Sql-server – Expanding a partitioned table

partitioningsql serversql-server-2012

I have a table that holds four years of data, where for each month I have a partition that is based on a filegroup with two files. Unexpectedly, I received eight more years of data and prepared the database files and file groups for these years.

The current scheme in place covers 200901 – 201512 and I now need to add 200001 – 200812. What is the best way to bring this online for the partitioned table?

  • Create a new partition scheme and partition function and change the clustered index to this new partition scheme; or
  • Can I somehow alter the existing partition scheme and partition function?

I'm asking because the current table has 18 billion rows and I want to do this the efficient way 🙂

Best Answer

Here are two best practices for partitioning that pertain to the question:

  1. Keep an empty staging partition at the leftmost and rightmost ends of the partition range to ensure that the partitions split when loading in new data, and merge, after unloading old data, do not cause data movement.
  2. Do not split or merge a partition already populated with data because this can cause severe locking and explosive log growth.

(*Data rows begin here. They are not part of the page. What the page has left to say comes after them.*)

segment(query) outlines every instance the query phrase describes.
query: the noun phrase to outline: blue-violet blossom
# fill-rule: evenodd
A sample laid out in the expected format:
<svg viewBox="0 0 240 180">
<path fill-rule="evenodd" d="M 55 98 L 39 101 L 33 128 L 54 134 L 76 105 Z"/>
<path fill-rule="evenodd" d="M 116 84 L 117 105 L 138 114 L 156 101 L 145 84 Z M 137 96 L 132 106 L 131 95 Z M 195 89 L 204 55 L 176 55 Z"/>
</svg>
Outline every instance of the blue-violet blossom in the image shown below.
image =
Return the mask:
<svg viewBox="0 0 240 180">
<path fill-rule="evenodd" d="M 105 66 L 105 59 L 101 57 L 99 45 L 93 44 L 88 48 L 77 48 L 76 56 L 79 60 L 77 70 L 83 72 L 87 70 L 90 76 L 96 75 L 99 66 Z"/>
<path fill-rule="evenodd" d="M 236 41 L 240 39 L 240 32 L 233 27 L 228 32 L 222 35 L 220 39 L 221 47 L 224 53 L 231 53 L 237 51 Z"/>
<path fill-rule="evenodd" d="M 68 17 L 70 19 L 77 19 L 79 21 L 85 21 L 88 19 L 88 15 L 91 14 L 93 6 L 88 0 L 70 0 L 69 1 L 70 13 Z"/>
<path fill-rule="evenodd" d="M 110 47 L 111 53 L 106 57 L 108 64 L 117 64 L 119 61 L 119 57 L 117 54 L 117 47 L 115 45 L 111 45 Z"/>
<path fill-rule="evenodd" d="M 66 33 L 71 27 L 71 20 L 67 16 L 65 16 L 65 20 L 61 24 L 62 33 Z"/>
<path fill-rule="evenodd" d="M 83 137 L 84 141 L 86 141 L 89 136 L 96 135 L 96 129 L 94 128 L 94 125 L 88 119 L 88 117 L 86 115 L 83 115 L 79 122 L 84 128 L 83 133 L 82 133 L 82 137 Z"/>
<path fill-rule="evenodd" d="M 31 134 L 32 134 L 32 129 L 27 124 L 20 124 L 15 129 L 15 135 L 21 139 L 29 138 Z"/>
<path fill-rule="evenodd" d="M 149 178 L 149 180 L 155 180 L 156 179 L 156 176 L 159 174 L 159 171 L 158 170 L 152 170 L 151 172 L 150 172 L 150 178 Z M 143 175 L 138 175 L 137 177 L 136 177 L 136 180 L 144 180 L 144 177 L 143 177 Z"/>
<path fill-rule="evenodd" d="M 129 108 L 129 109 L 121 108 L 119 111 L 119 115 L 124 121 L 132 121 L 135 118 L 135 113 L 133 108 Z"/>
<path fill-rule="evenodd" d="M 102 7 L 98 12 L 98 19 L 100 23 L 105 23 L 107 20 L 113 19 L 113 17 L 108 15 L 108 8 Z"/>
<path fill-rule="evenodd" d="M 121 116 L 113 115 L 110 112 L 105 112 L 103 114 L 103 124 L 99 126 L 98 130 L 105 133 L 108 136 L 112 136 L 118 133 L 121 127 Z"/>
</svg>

http://www.informit.com/articles/article.aspx?p=1946159&seqNum=5

If the leftmost end of your partition is empty, use ALTER PARTITION FUNCTION SPLIT RANGE to add new ranges to the partition function.

To check if the leftmost partition is empty, use a query like the following:

DECLARE @PartitionFunctionName sysname = 'YourPartitionFunctionNameHere';

SELECT 
p.partition_number, SUM(pst.row_count) RowCountInPartition, pf.name PartitionFunction, ps.name PartitionScheme
FROM sys.dm_db_partition_stats pst
INNER JOIN sys.partitions p ON pst.partition_id = p.partition_id
INNER JOIN sys.indexes i ON p.object_id = i.object_id AND p.index_id = i.index_id
INNER JOIN sys.partition_schemes ps ON ps.data_space_id = i.data_space_id
INNER JOIN sys.partition_functions pf ON ps.function_id = pf.function_id
WHERE pf.name = @PartitionFunctionName
GROUP BY p.partition_number, pf.name, ps.name;

If the first partition is not empty, the best practices recommend that you create a new function with all values, create a new table on that function, then insert the data to the new table.

Also, if the left partition just has a few records, a split may be fine. Not sure on that as I've never tried it.

Whatever you do, make sure to leave some empty partitions at the leftmost and rightmost partition when you're finished. I might even go so far as to creating partition ranges for 0 and 1, then add a check constraint to prevent the first partition from getting data in it. Do the same thing for the end.